Date: Jan 23, 2021 (Saturday)

Time: 9:00-11:30 am (EST)

Registration link: https://bit.ly/2K0TgTJ

Draft Agenda: all presentation topics are tentative.

Section 1: Presentation Host: Hao Li

Section 2: Panel Discussion Host: Kevin Li

11:05 – 11:30 am including four speakers and two additional panelists

  • Dr. Xin Xu, Principal Investigator and Director of Pharmacokinetics, National Center for Advancing Translational Sciences (NCATS), National Institutes of Health

  • Dr. Kevin Li, Executive Director of Regulatory Affairs and Head of US Regulatory Affairs, TopAlliance Biosciences, Inc., a subsidiary of Junshi Biosciences

Speaker bio:

Commander Geoffrey Wu, Ph.D., PMP, CPH, Acting Deputy Director, OLDP, OPQ, joined FDA’s OTR in 2010, has served as research scientist, science staff, chemistry reviewer, special assistant to the Office Director, staff supervisor (Division Director equivalent), Associate Director for Sciences and Communication (ADSC), acting Division Director, and acting Deputy Office Director. He is a scientist officer in the United States Public Health Service.  Throughout his FDA tenure, he has been deeply involved, leading or co-leading regulatory review and research for Controlled Correspondence, ANDAs, and supplemental ANDAs and NDAs. Between 2013 and 2017, he served as a founding member on the OPQ Emerging Technology Team (ETT). He was a core member in multiple policy development efforts, such as emerging technology, continuous manufacturing, and comparability protocols. Dr.

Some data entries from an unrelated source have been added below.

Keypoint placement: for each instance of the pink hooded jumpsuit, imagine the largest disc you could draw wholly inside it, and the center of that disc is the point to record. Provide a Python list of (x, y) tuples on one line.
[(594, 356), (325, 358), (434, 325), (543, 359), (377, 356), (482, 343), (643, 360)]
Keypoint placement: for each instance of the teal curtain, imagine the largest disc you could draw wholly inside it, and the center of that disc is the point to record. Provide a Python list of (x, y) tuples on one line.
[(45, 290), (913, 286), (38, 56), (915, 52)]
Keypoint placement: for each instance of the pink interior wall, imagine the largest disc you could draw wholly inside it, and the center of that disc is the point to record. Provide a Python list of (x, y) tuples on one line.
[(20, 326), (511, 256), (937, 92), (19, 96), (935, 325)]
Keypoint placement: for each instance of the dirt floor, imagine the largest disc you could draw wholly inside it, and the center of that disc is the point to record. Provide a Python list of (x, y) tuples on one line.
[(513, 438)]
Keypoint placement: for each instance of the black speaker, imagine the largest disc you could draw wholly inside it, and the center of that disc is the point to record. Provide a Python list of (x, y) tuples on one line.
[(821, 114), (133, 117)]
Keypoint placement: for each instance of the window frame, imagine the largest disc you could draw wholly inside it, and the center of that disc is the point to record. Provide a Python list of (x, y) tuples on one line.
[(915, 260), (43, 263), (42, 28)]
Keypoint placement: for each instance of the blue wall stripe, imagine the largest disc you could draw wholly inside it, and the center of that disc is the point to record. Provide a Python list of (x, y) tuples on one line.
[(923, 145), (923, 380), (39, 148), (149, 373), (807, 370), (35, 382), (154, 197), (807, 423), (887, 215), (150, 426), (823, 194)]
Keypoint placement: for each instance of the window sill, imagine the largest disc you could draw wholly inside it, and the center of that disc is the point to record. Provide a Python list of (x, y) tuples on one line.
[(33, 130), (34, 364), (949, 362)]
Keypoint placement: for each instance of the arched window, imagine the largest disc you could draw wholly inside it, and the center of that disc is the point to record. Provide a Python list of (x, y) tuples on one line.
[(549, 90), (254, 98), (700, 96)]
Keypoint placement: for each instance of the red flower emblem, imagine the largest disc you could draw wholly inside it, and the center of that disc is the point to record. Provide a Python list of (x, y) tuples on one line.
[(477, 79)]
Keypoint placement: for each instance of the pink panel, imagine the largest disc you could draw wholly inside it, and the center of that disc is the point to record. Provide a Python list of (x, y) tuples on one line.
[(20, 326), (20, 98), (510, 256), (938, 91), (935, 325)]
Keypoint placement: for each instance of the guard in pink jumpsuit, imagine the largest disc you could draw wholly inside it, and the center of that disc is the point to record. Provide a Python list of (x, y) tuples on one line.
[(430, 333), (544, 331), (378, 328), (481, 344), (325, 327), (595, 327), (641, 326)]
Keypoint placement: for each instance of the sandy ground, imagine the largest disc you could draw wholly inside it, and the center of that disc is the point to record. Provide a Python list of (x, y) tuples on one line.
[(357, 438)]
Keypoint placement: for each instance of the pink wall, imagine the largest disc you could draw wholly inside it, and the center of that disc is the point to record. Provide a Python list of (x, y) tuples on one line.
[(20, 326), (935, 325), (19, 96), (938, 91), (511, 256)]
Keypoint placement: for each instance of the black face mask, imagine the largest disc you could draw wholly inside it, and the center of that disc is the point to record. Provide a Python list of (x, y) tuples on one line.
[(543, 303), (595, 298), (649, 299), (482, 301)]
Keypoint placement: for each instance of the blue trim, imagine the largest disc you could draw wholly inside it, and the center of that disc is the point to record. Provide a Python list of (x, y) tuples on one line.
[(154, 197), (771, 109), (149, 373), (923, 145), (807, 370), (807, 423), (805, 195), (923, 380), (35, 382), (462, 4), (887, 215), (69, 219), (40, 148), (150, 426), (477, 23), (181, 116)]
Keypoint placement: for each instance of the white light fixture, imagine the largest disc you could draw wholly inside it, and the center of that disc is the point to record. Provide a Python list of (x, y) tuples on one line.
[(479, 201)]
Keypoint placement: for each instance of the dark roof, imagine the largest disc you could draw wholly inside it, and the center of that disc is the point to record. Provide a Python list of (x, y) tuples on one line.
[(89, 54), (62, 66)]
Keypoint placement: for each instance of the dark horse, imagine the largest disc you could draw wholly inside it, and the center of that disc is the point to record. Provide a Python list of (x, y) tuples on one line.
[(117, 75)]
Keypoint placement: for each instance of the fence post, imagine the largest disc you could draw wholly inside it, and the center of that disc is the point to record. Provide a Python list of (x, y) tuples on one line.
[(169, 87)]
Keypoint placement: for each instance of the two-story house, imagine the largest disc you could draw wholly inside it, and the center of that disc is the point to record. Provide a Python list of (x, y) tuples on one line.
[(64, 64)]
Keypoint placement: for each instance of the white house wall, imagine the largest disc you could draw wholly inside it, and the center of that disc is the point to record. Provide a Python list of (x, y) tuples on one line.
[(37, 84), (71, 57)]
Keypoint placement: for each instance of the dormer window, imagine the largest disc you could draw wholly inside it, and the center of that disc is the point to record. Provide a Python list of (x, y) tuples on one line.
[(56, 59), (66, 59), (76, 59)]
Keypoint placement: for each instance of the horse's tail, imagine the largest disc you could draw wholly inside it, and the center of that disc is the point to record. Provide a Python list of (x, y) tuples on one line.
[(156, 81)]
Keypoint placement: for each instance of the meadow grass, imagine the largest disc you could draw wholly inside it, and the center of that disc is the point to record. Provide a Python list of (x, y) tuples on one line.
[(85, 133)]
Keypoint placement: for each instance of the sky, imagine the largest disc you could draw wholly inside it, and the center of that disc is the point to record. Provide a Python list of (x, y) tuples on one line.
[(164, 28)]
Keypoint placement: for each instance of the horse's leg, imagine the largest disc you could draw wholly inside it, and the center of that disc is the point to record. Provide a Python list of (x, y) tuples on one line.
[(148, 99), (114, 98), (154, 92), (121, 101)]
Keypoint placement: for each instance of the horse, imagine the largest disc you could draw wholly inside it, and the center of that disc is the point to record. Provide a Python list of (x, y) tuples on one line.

Wu has training and education in pharmacy, pharmaceutical science, protein chemistry, polymer chemistry, and process analytical technology.  He has more than 20 peer-reviewed publications, and been invited to multiple national and international conferences to present or discuss the above related topics. His Ph.D. thesis from the University of Utah focused on self-assembly of hybrid hydrogels containing coiled-coils and drug-free macromolecular therapeutics to induce apoptosis by coiled-coiled mediated crosslinking of antigens.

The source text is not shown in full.